パラサイト半地下の家 in コペンハーゲン
事前に内見に行かず、速攻決めた家は半地下の薄汚い少し匂いのある家だった。
コペンハーゲンでの家探しの競争率は激しく、地元の人でも家探しに苦労するくらい、部屋の空きがない。
あったとしても、値段がすごく高かったり、センター街から離れていたり、シャワーすらなかったりする。
私は、フェイスブックと日本人の掲示板、Airbnb、Workaway先のホストマザーや、コペンハーゲンでできた日本人の友達や現地の友達に頼って家探しをした。フェイスブックは、無料で探せるけど詐欺に合った友達の話(デポジット払ったのに、家に行ったら家がなかった)を聞いて、100%は信用できない。

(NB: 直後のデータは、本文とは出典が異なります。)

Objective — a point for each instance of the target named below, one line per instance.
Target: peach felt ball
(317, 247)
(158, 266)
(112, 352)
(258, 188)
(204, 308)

でもある時、フェイスブックに日本人の方が部屋の空き情報を投稿されていた。4000クローナ(9万円くらい)で、センター街から自転車で25分、最寄り駅まで徒歩5分だけど、半地下の家だと記載されていた。いいねの数は見るたびに増えていて、とりあえず私はすぐにその家の家主にメールをした。メールはすぐに返ってきて、WhatsAppでやり取りをすることになった。部屋の写真や上の階(地上の家)に住んでいる家主の家族の写真(綺麗そう)を送ってもらい、怪しい点はなさそうだし、何より日本人の方が投稿されていた家なので、内見に行かず(当時ボーンホルム島に住んでいたので行けなかった)そのまま契約書を書いて家を決めた。
デポジットと、2ヶ月分の家賃を一緒にすぐに払えと言われ、デンマークに来て初めての大きな出費だった。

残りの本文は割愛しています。